-
-
Notifications
You must be signed in to change notification settings - Fork 1.8k
Description
Summary
While investigating detached spans in our Next.js + Slack app, Codex diagnosed a trace propagation break in the chat SDK async webhook processing pattern. The result is Redis DB spans showing up as root transactions (is_transaction:true) instead of children of the HTTP webhook/request span.
This appears to be a context propagation issue around waitUntil usage with eagerly-started async tasks.
What we observed
- Sentry trace sample:
de7433a2d4c4f70153604eb328d6fd5e - In that trace, DB spans are root spans with
is_transaction:true. - Querying the trace:
- DB spans with missing parent span id: 6
- DB spans with non-empty parent span id: 0
- In the last 24h, top
db“transactions” include Redis commands like:GET chat-sdk:cache:...SISMEMBER chat-sdk:subscriptions ...SET chat-sdk:lock:...
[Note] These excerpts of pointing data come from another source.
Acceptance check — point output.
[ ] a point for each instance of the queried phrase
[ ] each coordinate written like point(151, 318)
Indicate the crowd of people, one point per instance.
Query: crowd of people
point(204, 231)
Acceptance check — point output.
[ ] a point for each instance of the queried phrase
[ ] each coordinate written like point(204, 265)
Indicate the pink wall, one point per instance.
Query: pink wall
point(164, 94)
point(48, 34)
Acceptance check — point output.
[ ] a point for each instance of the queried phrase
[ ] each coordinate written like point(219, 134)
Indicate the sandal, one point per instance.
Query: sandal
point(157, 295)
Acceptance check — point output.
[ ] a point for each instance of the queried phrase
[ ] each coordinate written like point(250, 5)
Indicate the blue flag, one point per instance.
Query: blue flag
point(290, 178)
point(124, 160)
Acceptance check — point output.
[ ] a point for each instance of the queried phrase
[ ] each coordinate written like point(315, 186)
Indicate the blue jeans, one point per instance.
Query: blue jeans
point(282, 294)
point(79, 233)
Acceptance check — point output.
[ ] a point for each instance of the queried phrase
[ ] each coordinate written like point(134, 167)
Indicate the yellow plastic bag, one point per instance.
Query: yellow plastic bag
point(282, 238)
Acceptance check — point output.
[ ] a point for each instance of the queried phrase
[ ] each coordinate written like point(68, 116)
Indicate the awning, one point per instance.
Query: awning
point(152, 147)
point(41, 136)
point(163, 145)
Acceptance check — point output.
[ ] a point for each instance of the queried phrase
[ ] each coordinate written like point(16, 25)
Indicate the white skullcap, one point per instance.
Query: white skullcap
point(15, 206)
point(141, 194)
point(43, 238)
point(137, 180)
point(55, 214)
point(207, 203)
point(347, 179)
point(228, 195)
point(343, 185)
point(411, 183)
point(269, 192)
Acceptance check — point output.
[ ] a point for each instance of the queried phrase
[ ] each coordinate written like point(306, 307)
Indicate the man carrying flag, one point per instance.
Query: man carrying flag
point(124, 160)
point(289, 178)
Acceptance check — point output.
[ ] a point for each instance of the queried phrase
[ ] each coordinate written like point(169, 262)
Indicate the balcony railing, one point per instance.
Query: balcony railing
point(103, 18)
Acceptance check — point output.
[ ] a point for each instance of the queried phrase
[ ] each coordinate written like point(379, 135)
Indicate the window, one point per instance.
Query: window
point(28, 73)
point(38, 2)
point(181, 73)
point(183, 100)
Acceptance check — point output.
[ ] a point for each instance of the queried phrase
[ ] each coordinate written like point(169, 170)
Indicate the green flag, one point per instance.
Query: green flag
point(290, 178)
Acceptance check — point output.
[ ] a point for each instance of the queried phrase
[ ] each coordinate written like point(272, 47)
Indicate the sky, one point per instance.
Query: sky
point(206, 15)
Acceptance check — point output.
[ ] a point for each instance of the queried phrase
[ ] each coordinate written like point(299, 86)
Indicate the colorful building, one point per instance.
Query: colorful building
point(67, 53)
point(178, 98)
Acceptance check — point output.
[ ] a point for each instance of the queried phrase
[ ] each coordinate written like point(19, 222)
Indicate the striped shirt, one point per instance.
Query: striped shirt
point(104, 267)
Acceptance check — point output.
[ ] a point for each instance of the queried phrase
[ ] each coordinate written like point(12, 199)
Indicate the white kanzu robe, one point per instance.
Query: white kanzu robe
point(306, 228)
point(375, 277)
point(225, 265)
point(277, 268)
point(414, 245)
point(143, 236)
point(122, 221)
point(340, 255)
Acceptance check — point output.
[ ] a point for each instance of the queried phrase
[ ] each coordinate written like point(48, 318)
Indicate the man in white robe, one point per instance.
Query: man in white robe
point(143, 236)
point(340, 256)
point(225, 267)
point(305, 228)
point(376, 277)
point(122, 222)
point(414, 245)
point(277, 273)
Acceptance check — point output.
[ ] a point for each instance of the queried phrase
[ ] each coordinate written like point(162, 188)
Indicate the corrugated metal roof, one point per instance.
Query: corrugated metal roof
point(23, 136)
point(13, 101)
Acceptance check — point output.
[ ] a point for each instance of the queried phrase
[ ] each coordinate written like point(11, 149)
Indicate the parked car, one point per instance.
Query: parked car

That indicates the DB spans are detached from the intended request/workflow parent span.
Why this seems to happen
1) Request span exists in webhook handler
Our route wraps webhook handling in a request span and passes a background function:
withSpan("http.server.request", "http.server", ..., async () => {
const response = await handler(request, {
waitUntil: (task) => after(() => task),
});
return response;
});2) chat SDK eagerly starts async work before scheduling
In chat processMessage (and similar methods), task is started immediately:
const task = (async () => {
const message = ...
await this.handleIncomingMessage(...)
})().catch(...)
options?.waitUntil?.(task)By the time waitUntil/after runs, work is already in flight and may no longer be bound to the originating active span context.
3) Redis spans are emitted inside that async pipeline
handleIncomingMessage performs state adapter operations (get/set/lock/isSubscribed/...), so those DB spans can become root spans if parent context is absent.
Expected behavior
DB spans from webhook message processing should remain parented under the request span (or at least under the same trace root), not become detached root transactions.
Suggested direction
A lazy background scheduling API in chat could avoid eager task startup and preserve context:
- Add something like
runInBackground?: (run: () => Promise<unknown>) => void - If provided, SDK should pass a thunk and let caller execute it in the desired context.
- Keep existing
waitUntil(task)for backward compatibility.
This allows frameworks/runtimes to run deferred work inside a captured active span context (e.g. withActiveSpan).
Environment
@sentry/nextjs:10.40.0next:16.1.6chat:4.14.0@chat-adapter/slack:4.14.0@chat-adapter/state-redis:4.14.0
Additional note
This diagnosis and root-cause mapping were performed by Codex during a deep source + trace analysis.